Recent weeks have seen a number of DNG related announcements:
- Casio EX-F1: A 6 megapixel camera that captures 60 full resolution DNG files per second!(John Nack scooped me on this one)
- Pentax K20D and K200D: These new 14.6 and 10.2 megapixel cameras from Pentax can capture directly to the DNG raw format.
- Samsung GX-20: The new DNG-capable Samsung 14.6 megapixel model is similar to the Pentax K20D but DPreview also looks at how it is different.
- Noritsu Koki has announced their intention to support raw workflows at the photo retail level by utilizing the DNG format.
For those not familiar with DNG, it’s the archival raw format that Adobe created to address the proliferation of proprietary raw formats. With hundreds of undocumented formats introduced since the advent of raw capture, it’s no wonder that the concept of a raw standard has elicited quite a bit of discussion. Much of the discussion revolves around the topic of file format obsolescence: Will I be able to open my raw files in 50 to 75 years from now? This is a good question and a valid reason why photographers choose to use the openly documented DNG format but there are other more immediate benefits to using a DNG workflow:
- Lossless compression of the raw data can reduce file size anywhere from 10 to 40% or more. In a completely unscientific test I converted a small folder of Nikon D300 raw files to DNG and the folder went from 243MB to 125MB! You could almost double the number of photos stored on a single drive. I know ‘storage is cheap’ these days but it’s not free!

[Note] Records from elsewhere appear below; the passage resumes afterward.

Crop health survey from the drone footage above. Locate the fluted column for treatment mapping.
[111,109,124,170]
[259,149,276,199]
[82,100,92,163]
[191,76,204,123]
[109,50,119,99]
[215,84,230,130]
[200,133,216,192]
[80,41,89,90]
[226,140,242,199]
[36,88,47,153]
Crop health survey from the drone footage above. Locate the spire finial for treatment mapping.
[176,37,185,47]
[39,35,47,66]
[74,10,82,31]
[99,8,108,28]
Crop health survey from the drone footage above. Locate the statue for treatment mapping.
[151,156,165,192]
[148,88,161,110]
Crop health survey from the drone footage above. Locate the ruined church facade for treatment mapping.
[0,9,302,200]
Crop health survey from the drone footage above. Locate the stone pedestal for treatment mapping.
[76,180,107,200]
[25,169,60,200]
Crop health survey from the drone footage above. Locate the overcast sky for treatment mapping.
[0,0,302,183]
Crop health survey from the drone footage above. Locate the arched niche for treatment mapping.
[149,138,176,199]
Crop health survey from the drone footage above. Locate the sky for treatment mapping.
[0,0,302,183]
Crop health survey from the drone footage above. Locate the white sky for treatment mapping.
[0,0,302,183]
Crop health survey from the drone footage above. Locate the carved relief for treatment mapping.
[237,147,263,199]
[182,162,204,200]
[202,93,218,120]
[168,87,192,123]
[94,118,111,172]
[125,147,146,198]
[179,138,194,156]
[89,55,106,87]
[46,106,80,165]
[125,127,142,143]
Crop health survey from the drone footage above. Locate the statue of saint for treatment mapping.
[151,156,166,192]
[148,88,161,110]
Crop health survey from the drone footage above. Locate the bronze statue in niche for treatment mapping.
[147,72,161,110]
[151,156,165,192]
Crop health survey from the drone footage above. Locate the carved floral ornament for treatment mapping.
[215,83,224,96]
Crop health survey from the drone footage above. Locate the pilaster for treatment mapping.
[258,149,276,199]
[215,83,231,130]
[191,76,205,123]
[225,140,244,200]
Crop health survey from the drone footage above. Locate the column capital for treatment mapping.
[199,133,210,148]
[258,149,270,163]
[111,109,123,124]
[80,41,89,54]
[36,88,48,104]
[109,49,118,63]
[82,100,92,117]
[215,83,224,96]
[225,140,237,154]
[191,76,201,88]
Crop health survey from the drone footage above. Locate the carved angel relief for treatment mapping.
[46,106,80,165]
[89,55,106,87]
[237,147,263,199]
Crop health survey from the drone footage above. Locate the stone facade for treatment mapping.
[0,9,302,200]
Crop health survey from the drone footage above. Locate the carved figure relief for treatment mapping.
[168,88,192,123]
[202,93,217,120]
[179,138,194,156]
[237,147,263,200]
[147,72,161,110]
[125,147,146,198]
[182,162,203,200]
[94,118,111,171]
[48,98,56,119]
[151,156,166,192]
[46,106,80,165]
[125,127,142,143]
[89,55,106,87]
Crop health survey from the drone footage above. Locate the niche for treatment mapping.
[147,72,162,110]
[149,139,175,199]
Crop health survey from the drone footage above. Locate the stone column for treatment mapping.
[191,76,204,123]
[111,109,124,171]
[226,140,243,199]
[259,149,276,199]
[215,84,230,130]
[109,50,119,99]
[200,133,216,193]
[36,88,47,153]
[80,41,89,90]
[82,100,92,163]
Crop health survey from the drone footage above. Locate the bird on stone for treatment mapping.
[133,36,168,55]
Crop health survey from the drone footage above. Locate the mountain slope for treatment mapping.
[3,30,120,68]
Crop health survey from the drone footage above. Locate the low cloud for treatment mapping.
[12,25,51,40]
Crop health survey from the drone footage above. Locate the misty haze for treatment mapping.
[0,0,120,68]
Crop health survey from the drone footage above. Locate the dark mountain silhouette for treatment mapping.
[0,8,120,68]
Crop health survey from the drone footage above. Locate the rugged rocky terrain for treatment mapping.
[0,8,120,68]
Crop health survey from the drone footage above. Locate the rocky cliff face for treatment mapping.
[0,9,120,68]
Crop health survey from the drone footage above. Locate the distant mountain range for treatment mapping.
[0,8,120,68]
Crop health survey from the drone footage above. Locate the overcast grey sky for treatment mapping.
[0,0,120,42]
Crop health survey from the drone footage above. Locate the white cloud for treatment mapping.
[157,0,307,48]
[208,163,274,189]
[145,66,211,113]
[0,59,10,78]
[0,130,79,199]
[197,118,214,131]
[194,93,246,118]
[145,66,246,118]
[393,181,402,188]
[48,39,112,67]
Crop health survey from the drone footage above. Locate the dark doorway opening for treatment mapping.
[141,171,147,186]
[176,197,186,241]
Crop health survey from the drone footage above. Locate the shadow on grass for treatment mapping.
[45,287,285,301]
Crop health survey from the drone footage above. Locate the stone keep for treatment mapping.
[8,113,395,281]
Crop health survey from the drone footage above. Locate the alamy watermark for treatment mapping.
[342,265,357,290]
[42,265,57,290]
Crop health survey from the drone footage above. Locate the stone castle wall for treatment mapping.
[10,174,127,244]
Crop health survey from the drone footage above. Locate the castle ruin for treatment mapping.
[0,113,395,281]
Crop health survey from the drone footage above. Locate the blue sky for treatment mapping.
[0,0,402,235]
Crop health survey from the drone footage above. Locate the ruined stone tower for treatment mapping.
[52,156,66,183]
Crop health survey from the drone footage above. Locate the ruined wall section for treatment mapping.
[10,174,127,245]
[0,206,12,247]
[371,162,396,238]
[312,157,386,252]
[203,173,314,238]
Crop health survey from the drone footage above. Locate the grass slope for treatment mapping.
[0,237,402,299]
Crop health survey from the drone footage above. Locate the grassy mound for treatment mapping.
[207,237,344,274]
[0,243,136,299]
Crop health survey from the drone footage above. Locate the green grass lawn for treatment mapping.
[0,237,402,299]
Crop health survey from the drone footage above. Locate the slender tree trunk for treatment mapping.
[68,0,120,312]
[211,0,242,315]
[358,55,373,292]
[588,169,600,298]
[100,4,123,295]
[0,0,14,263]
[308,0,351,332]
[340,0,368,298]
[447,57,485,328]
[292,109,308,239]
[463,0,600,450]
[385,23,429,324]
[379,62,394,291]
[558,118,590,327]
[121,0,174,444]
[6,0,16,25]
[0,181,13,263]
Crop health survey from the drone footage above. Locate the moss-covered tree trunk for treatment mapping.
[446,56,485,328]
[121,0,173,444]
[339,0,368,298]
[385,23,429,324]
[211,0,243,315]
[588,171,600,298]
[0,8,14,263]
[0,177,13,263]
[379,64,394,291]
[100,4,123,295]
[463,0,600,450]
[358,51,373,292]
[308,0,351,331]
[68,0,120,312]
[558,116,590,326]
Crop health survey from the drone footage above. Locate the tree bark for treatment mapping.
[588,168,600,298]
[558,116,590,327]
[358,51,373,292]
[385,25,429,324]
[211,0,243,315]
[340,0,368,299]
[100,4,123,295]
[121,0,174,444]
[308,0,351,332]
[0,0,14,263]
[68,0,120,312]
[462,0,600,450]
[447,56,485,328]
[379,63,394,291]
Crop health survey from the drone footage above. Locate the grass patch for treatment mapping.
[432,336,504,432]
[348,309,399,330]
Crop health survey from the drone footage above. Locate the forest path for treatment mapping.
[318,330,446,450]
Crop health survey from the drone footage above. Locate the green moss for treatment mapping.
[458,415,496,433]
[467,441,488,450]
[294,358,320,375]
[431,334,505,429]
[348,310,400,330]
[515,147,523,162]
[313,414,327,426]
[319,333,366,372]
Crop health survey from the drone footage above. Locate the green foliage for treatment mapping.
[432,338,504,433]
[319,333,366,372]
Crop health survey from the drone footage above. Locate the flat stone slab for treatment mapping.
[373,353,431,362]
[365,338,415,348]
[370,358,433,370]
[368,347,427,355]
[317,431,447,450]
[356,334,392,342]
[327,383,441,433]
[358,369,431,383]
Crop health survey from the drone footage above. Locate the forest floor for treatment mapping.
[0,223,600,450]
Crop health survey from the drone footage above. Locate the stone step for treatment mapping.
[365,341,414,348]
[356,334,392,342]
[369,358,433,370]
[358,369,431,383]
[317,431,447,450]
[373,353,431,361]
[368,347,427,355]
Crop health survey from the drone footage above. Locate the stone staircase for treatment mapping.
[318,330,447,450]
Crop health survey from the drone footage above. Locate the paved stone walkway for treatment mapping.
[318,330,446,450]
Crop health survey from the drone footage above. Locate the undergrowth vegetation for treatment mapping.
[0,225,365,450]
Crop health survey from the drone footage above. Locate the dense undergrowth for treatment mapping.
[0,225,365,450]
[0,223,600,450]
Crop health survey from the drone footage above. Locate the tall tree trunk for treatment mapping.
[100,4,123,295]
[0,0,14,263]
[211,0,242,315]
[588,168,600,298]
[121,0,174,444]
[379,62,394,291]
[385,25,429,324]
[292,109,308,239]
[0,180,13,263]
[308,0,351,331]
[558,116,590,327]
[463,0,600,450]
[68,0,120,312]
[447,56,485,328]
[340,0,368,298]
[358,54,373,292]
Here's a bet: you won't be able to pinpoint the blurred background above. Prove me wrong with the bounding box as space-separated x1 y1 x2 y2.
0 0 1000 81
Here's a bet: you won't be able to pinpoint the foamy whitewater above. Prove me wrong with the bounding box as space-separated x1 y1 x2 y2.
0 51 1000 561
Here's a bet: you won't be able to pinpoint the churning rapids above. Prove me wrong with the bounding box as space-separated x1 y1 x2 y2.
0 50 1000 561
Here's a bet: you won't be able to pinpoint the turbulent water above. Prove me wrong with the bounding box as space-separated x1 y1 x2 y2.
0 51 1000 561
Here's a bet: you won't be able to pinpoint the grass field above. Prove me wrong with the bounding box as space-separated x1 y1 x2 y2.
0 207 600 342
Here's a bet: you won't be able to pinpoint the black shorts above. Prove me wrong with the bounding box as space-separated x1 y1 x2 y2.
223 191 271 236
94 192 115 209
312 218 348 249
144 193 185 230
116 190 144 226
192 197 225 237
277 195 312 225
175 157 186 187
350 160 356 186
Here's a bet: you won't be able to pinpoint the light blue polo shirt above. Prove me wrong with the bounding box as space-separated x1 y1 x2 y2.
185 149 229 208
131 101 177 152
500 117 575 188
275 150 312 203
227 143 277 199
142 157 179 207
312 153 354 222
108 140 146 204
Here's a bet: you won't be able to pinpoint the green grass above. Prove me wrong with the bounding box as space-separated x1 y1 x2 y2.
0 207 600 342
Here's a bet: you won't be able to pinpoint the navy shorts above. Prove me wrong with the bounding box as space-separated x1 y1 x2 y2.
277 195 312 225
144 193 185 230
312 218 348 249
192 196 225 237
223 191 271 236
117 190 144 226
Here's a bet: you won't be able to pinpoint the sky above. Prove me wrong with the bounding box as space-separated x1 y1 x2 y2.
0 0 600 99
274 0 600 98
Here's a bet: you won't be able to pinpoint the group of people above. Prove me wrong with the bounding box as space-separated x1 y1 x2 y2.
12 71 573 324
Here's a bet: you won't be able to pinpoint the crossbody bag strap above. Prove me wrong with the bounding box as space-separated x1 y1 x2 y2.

- It provides a documented file structure that can support writing metadata back to the file. (No need for XMP sidecar files)
- You can store an updated preview of the image in the DNG file that accurately represents your latest non-destructive rendering settings. I think of it as a job jacket for my images. I have the negative, the processing instructions and a ‘work print’ of how I last processed the image all within a single file.
With all of those benefits it’s no surprise that 40% of Lightroom users who aren’t shooting with a DNG-native camera have already decided to utilize the Convert To DNG option while importing their photos.